Esse direito à rebelião foi teorizado na Europa do século XVII pelos precursores do Iluminismo: “O povo suportará, sem motim nem murmúrio, alguns erros graves em seus governos, numerosas leis injustas”, escreveu, por exemplo, o filósofo inglês John Locke, em seu Tratado sobre o governo. “Em contrapartida, se uma longa série de abusos, de prevaricações e de fraudes revela uma unidade de propósito que não poderia escapar ao povo, este toma consciência do peso que o oprime e vê o que o espera, então não é de surpreender que ele se insurja.”

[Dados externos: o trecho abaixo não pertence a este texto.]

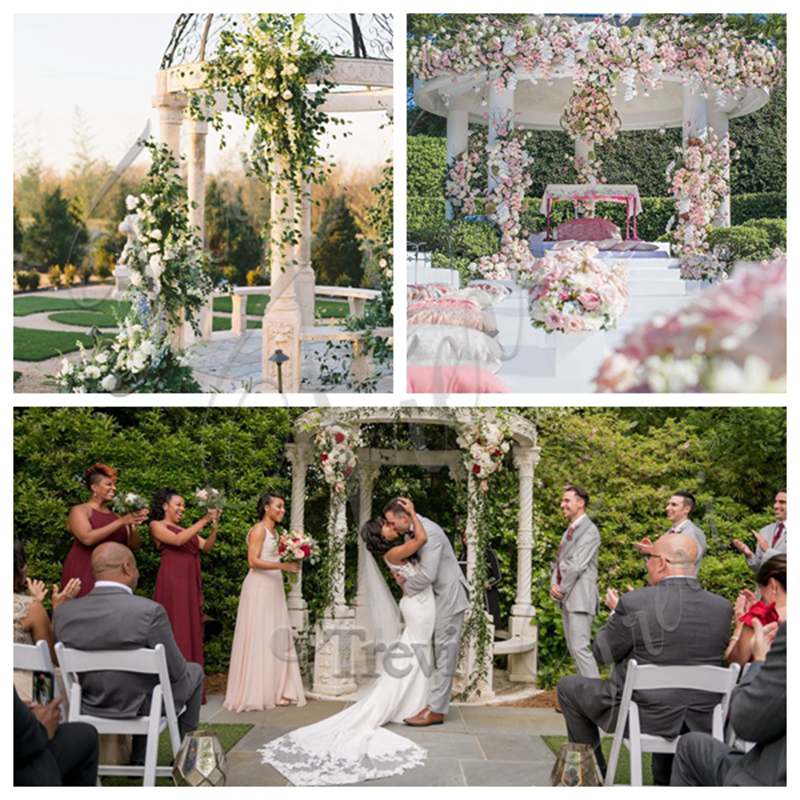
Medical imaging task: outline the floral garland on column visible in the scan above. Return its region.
[666,128,738,279]
[54,141,213,393]
[456,409,511,699]
[314,424,364,610]
[190,14,343,268]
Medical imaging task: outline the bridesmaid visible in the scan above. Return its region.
[61,464,147,597]
[225,492,306,711]
[150,489,220,666]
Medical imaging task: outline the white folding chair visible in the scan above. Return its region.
[56,642,183,786]
[14,639,67,718]
[605,658,739,786]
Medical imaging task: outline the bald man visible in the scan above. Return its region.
[558,533,732,785]
[53,542,203,763]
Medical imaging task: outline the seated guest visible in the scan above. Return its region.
[557,534,731,785]
[733,489,786,572]
[671,620,786,786]
[53,542,203,763]
[14,690,97,786]
[14,539,81,702]
[725,555,786,666]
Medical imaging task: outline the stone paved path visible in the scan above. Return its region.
[201,695,566,786]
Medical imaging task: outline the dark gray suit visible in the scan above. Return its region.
[403,514,469,714]
[558,577,732,783]
[53,586,203,745]
[671,622,786,786]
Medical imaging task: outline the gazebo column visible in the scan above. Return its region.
[488,81,514,192]
[184,119,214,344]
[261,158,303,392]
[295,181,317,327]
[681,83,708,147]
[313,491,357,697]
[286,444,311,633]
[708,101,731,228]
[353,464,380,675]
[508,446,539,683]
[445,105,469,219]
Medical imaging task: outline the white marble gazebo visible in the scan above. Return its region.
[287,408,540,700]
[414,60,769,227]
[118,15,393,392]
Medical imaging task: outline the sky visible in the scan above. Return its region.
[14,14,391,178]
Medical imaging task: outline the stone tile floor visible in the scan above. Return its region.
[202,695,566,786]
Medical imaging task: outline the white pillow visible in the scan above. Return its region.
[408,325,503,372]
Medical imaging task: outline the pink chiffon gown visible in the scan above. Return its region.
[225,530,306,711]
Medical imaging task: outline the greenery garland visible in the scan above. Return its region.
[190,14,344,268]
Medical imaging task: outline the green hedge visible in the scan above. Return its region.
[12,408,786,685]
[406,192,786,248]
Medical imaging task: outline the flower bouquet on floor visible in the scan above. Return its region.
[595,257,786,392]
[525,244,628,333]
[194,486,225,511]
[278,531,319,586]
[111,492,150,517]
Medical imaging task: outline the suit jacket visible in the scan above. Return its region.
[725,622,786,786]
[592,577,733,737]
[552,515,600,614]
[747,522,786,572]
[680,519,706,569]
[403,514,469,620]
[53,586,193,718]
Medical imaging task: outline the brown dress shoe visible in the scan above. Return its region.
[403,706,444,728]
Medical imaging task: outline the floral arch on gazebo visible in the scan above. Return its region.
[408,15,783,392]
[57,14,392,392]
[287,408,540,700]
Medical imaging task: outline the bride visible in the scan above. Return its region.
[259,499,436,786]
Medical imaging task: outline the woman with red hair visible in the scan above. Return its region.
[61,464,147,597]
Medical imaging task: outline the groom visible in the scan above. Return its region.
[383,497,469,728]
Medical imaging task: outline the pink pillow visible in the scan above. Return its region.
[408,303,497,336]
[408,365,510,394]
[556,217,622,242]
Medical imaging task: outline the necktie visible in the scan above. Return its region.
[556,525,575,584]
[772,522,784,547]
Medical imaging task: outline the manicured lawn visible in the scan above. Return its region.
[14,295,130,317]
[101,724,253,786]
[14,326,109,361]
[542,736,653,786]
[213,317,261,331]
[47,311,117,329]
[214,294,350,318]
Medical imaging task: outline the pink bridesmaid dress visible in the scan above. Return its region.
[225,530,306,711]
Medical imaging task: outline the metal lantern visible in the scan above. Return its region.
[172,731,227,786]
[550,742,603,786]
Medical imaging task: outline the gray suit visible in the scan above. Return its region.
[678,519,706,569]
[551,514,600,678]
[53,586,203,736]
[672,622,786,786]
[747,522,786,572]
[403,514,469,714]
[558,577,732,783]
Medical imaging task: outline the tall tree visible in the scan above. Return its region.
[311,195,364,286]
[22,187,89,268]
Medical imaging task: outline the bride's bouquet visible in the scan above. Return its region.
[194,486,225,511]
[278,531,319,586]
[111,492,150,517]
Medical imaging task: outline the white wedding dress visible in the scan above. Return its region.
[259,562,436,786]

A ideia sobreviveu aos séculos e às fronteiras. Durante a Revolução Francesa, Robespierre apelou para que “forjas se elevem em lugares públicos onde serão fabricadas armas para o povo”.2 Quase um século depois, quando o governo autoritário de Adolphe Thiers decidiu confiscar os 227 canhões armazenados em Belleville e Montmartre, que pertenciam à população parisiense, esta última se revoltou e instaurou a Comuna de Paris. A ideia foi retomada pelos republicanos espanhóis em 1936, que pediram armas aos estrangeiros para lutar contra o franquismo; pela Resistência na Segunda Guerra Mundial, que tentou armar o povo de Paris; e mais tarde pelos revolucionários cubanos.3

Negligenciada pelo campo progressista, que constituiu uma forma de simbiose com o Estado, essa tradição dupla da arma emancipatória e do direito à resistência foi recuperada nos Estados Unidos pelos conservadores. Só eles invocam agora o espírito original da Segunda Emenda: ela “não foi escrita para proteger seu direito de atirar num cervo, mas para proteger seu direito de atirar num tirano se ele se apossar de forma violenta do seu governo”, afirmou com veemência Andrew Napolitano, editorialista da Fox News. Nessa empreitada, os defensores das armas de fogo não hesitam em envolver Martin Luther King, o apóstolo da desobediência civil não violenta. Larry Ward, ativo defensor da Segunda Emenda e promotor do “Dia de Homenagem às Armas”, afirmou à CNN: “Eu acho que esse dia homenageia o legado do dr. King. Se ainda estivesse vivo, ele iria concordar comigo que a escravidão nunca teria constituído um capítulo tão longo da nossa história se os afro-americanos tivessem tido o direito de portar uma arma desde o nascimento deste país”.4 Wayne LaPierre, vice-presidente da NRA, invoca sem rodeios a memória do genocídio dos judeus europeus: “Na Alemanha, o controle de armas de fogo permitiu o sucesso do Holocausto”.5

No entanto, além do direito às armas, os cidadãos norte-americanos teriam muitas outras oportunidades de proteger o legado dos pais fundadores. Desde o início da “guerra contra o terrorismo”, seu governo autorizou a espionagem sem mandado de cidadãos inocentes, prisões sem processo de suspeitos de terrorismo e execuções extrajudiciais de norte-americanos, e declarou guerra sem pedir aprovação do Congresso. Ao fazer isso, violou a Quarta, a Quinta, a Sexta e a Oitava emendas6 − sem que, do total de 270 milhões de armas de fogo em circulação nos Estados Unidos, nenhuma tivesse sido brandida para exigir o respeito à Constituição…

Benoît Bréville 

Jornalista e integra a redação do Le Monde Diplomatique França

1 Joshua Green, “Why the gun industry secretly loves Obama” [Por que a indústria armamentista ama secretamente Obama], Bloomberg Businessweek, Nova York, 1º set. 2011.
2 Discurso de Robespierre diante da Sociedade dos Amigos da Liberdade e da Igualdade, sessão de 8 de maio de 1793. In: OEuvres de Maximilien de Robespierre, Société des Études Robespierristes – École Pratique des Hautes Études, tomo IX, Paris, 1957.
3 Cf. Ernesto Che Guevara, “Le peuple en armes” [O povo em armas], Partisan, nov.-dez. 1961. Disponível em: <www.monde-diplomatique.fr/48714>.
4 Citado por Charles M. Blow, “Revolutionary language” [Linguagem revolucionária], The New York Times, 11 jan. 2013.
5 Wayne LaPierre, Guns, crime and freedom [Armas, crime e liberdade], Regenery Publishing, Washington, 1994.
6 Conor Friedersdorf, “The strangest conservative priority: prepping a 2nd amendment solution” [A mais estranha prioridade conservadora: preparando uma solução para a Segunda Emenda], The Atlantic, Washington, jan. 2013.